Wow. I'm in the container freight industry, and while I am constantly hearing from my customers about downed production lines, xmas gonna be cancelled, person X has been waiting months for their grammy's chiffoniere to arrive from Europe, it's interesting to see the impact of the shipping industry on Joe Blow from the street, as it were. One of our biggest end customers is a very very large airplane manufacturer here in WA (rhymes with rowing) and they are shutting down production lines left and right due to the lack of machined parts from Asia. I've got containers at one Seattle port that have been there since August, buried in huge piles that they can't dig out from. Container ships are sitting out in the sound waiting days/weeks for a berth. In LA/Long Beach it's ten times worse. Our company also handles air freight, and that's getting impacted as well. Current consensus around the industry says that we won't get completely caught up until early 2023 given the way things are going now.

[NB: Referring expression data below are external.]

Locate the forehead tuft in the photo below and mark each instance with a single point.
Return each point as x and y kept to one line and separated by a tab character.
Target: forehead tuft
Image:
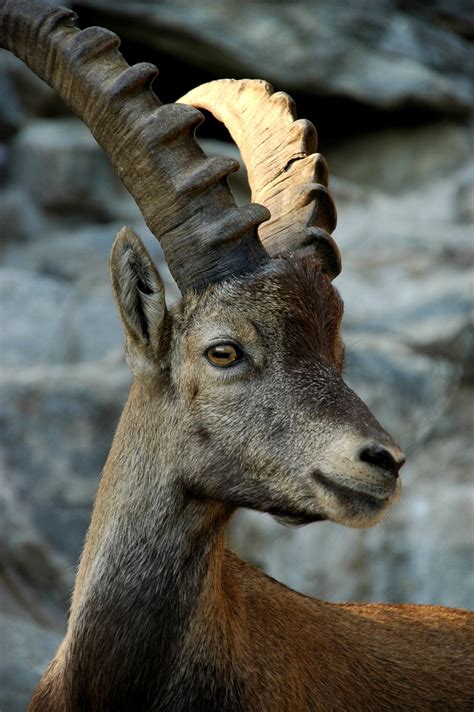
290	293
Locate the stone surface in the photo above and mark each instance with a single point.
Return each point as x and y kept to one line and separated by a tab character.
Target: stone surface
26	650
373	53
404	199
63	168
57	424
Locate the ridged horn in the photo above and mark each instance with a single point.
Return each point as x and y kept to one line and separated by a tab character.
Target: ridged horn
285	172
182	194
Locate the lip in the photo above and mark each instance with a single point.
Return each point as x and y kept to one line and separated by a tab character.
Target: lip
346	494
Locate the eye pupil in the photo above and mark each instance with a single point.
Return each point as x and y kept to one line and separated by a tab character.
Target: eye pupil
223	354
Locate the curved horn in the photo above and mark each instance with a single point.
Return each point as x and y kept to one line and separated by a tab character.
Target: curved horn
285	172
182	194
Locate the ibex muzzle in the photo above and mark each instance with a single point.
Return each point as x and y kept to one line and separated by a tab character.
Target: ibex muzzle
253	367
237	400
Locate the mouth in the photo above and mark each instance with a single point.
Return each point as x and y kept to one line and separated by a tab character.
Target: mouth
353	500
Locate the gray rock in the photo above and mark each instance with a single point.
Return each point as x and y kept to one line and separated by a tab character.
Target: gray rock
26	651
80	254
400	159
57	425
60	165
420	554
23	95
38	334
20	220
372	53
34	581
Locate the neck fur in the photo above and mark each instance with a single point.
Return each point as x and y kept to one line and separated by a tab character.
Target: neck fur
150	583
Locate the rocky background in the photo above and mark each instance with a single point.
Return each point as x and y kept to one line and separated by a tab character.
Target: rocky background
389	86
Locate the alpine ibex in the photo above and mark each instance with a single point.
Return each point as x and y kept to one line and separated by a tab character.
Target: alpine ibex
237	401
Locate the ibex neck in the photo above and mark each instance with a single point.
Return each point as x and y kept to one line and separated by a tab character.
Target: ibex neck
151	572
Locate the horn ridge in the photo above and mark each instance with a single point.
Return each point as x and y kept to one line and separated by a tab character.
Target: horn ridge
285	172
151	145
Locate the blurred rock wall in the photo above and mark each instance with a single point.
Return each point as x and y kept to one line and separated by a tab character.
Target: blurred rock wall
389	86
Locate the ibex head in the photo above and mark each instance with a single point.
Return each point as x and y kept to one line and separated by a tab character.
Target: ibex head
246	368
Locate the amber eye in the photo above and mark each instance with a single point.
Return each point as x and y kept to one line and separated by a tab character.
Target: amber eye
223	355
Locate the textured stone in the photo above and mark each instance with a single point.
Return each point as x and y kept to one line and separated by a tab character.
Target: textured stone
26	650
57	425
372	53
62	167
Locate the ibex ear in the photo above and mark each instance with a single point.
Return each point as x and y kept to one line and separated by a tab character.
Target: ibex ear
139	293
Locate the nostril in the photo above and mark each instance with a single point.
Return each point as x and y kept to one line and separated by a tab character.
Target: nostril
380	457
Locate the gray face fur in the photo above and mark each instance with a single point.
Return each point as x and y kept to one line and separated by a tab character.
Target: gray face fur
278	430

I've been in this for 14 years now, been through a couple of longshore strikes and slowdowns, but have NEVER seen anything like this.
I saw on the news that Biden is trying to tell the ports that they have to start working 24/7 to try to relieve the congestion but that isn't the main problem, it's the lack of labor; not only longshore workers, but truck drivers, freight forwarders, customs brokers, and businesses like mine are all suffering because we can't find qualified employees.

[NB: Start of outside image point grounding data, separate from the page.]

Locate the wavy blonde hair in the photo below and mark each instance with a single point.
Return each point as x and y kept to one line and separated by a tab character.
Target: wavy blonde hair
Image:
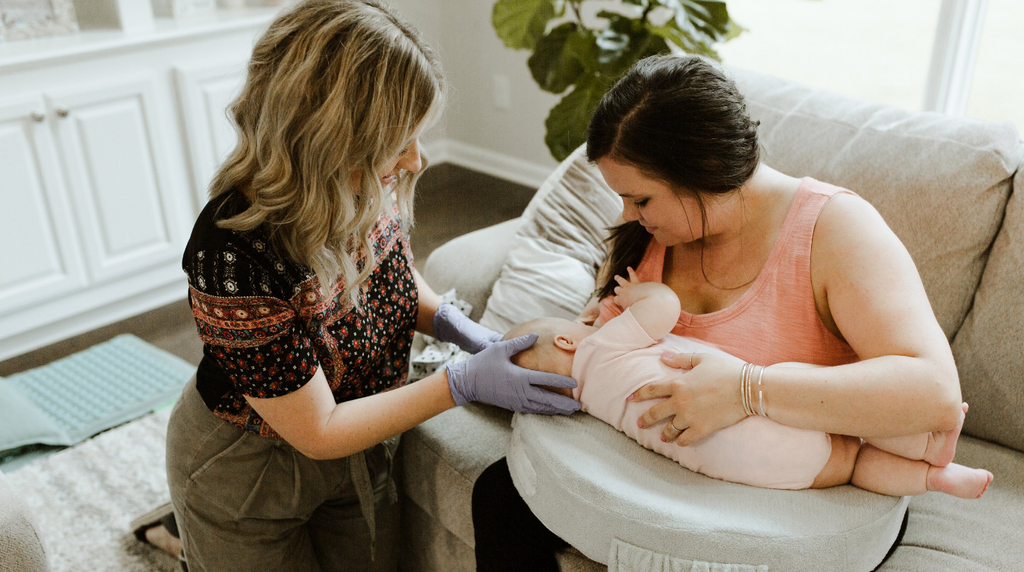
336	90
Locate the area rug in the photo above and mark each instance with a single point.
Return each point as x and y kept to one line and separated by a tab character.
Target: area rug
84	498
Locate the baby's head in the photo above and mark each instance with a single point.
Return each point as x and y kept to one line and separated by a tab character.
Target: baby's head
555	347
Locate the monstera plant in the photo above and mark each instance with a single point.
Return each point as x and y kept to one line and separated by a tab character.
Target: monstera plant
586	58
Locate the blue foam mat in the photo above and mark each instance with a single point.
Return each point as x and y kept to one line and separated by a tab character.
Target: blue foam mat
71	399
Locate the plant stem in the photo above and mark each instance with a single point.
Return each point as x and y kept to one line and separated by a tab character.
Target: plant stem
646	10
574	4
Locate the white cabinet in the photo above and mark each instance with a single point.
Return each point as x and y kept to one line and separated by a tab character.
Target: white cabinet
108	143
39	259
205	93
116	161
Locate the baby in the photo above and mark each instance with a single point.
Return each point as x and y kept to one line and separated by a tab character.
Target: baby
612	361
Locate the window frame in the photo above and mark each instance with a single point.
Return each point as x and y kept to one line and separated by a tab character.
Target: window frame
954	52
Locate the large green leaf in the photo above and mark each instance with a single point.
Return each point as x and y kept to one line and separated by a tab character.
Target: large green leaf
521	23
566	124
554	64
626	41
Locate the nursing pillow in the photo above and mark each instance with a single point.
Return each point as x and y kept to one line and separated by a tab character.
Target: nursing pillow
617	502
634	510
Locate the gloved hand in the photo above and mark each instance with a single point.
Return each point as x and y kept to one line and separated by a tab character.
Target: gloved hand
492	378
453	325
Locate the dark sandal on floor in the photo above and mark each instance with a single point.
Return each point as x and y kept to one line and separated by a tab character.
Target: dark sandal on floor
162	515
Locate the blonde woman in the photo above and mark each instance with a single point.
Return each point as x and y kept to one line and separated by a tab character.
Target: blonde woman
304	293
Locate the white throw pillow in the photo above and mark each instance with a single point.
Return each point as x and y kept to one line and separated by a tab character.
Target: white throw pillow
555	255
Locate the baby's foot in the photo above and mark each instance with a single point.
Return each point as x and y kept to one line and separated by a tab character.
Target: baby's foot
958	480
942	444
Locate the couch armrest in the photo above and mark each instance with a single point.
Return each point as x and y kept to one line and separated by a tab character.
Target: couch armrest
20	547
471	263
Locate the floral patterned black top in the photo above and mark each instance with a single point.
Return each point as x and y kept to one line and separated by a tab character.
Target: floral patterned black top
266	326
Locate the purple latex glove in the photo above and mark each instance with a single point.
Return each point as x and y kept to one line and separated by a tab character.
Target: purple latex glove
492	378
453	325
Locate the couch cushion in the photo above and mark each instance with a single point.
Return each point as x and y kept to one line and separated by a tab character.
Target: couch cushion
442	457
989	348
940	182
470	263
555	254
634	510
951	534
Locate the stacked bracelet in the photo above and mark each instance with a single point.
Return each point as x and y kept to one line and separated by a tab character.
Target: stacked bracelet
745	389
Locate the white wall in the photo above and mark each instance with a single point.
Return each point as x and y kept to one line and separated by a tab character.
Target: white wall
473	132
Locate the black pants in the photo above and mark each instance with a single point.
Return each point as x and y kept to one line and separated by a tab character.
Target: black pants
508	536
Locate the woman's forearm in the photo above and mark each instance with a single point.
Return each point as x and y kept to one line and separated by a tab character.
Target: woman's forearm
354	426
428	304
309	420
881	397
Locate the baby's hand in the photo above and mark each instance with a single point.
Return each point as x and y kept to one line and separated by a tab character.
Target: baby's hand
629	291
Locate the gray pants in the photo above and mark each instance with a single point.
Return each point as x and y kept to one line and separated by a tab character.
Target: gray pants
246	502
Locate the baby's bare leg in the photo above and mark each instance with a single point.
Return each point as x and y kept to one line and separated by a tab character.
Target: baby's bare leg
885	473
936	448
839	470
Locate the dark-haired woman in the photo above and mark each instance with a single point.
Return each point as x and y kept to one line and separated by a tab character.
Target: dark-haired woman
768	267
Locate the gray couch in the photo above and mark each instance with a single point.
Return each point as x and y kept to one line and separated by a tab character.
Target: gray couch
951	188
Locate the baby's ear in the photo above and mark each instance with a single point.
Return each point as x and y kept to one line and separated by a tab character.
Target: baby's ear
566	343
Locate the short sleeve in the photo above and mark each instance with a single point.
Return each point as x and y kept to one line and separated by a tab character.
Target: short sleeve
257	342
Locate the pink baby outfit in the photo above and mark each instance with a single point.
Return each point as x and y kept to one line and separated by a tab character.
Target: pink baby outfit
775	319
621	357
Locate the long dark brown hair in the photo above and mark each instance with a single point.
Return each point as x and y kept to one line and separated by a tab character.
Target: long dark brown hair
678	119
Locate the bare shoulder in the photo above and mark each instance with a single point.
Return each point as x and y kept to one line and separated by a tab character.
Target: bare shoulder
849	230
866	287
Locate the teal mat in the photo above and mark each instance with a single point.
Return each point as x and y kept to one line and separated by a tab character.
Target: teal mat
69	400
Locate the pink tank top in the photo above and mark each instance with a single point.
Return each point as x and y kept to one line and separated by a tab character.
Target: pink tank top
775	319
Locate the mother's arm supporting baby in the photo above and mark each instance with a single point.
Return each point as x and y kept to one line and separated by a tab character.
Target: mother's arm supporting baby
868	292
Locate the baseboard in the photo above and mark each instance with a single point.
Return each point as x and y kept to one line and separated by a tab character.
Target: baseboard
487	162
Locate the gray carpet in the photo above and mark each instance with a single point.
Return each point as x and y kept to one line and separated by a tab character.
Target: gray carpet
84	498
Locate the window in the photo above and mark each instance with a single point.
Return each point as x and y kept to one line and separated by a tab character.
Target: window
997	88
955	56
877	50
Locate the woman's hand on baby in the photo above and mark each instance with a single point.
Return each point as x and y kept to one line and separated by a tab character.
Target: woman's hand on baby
701	400
629	290
452	325
492	378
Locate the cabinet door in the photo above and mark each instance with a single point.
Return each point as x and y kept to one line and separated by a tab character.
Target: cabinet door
38	256
205	92
113	147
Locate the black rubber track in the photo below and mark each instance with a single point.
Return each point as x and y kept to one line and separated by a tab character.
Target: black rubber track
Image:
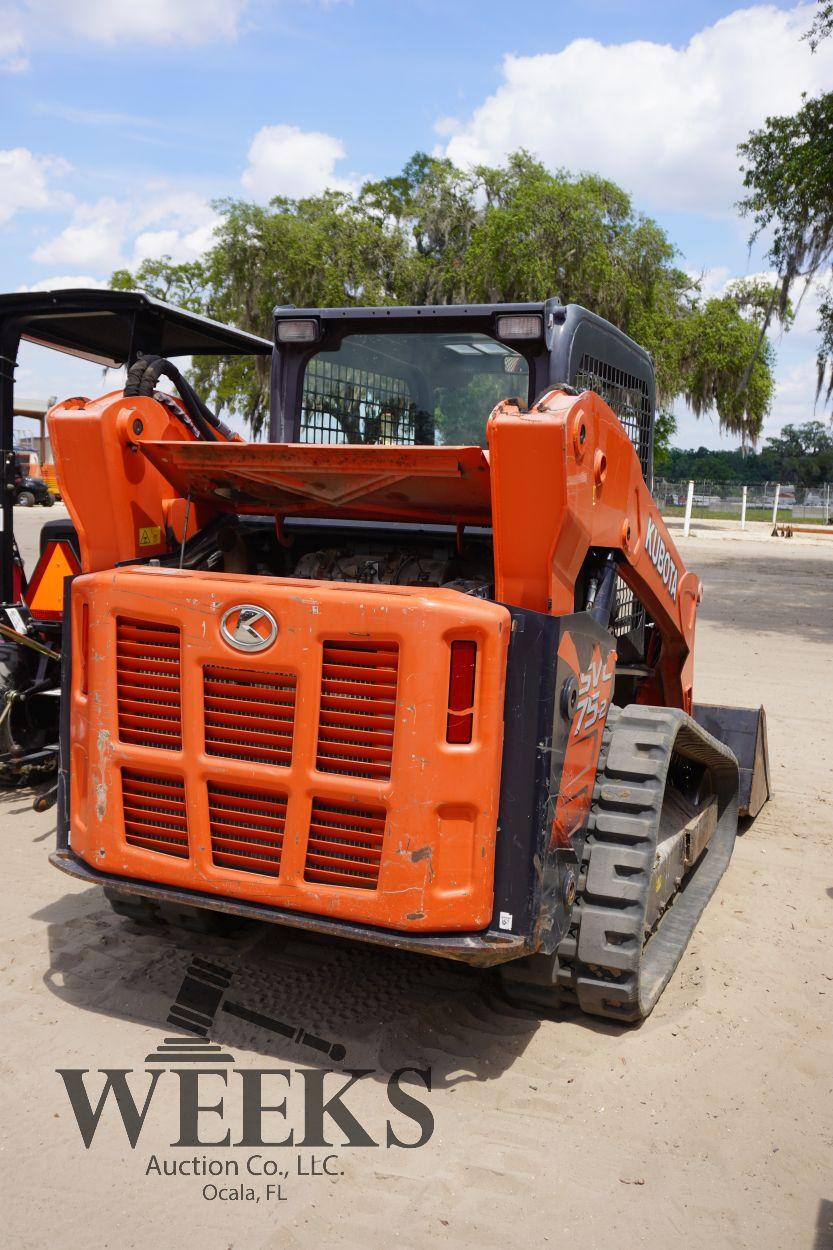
607	964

This is gonna be a TL;DR, but I'd like to share a bit of why the containers aren't getting out of the ports as quickly as they usually do, during "normal" times; it's something I have to explain at least 5 times a day to frustrated customers waiting on their freight. I'm sure you've all seen containers being hauled by trucks on the road, and sitting flat on the ground at a warehouse; well, in order to pick up a container from the port, you have to have a chassis. The ports do not supply them anymore; they are mostly owned by massive chassis leasing companies. No chassis, no container from the port. The majority of the leased chassis are currently sitting under empty containers we cannot return, because there is no room for them at the ports. The container ships are so delayed that by the time they finally get a berth, and unloaded of inbound loaded containers, the ports have to load them back up with loaded export containers going to Asia or other ports; and there's no room for the empties to go back. So the ports are buried in empty containers with nowhere to go, and they won't let us return the ones we have because no room. So the leased chassis, and the ones my company owns, sit idle under empties that we cannot return and pick up more loads. And if a loaded container isn't picked up within 5 days, then storage starts at a minimum of $150/day; conversely, if a an empty container is not returned to the port within about 5 days, we get hit with detention at about the same rate. Those costs are having to be absorbed by the shippers/consignees, and they will be passed on to us, the consumers, raising prices exponentially. On another note, with the lack of empty containers to stuff in Asia, shippers are overloading the containers well beyond legal limits; so when the trucker goes to pick them up, they have to use a special chassis with 3 or 4 axles to handle the weight. The ticket a driver can receive for hauling an overweight container without the correct number of axles can reach up to $3000.
So, once again TL;DR; there is currently no easy solution to the issue no matter what government entity gets involved.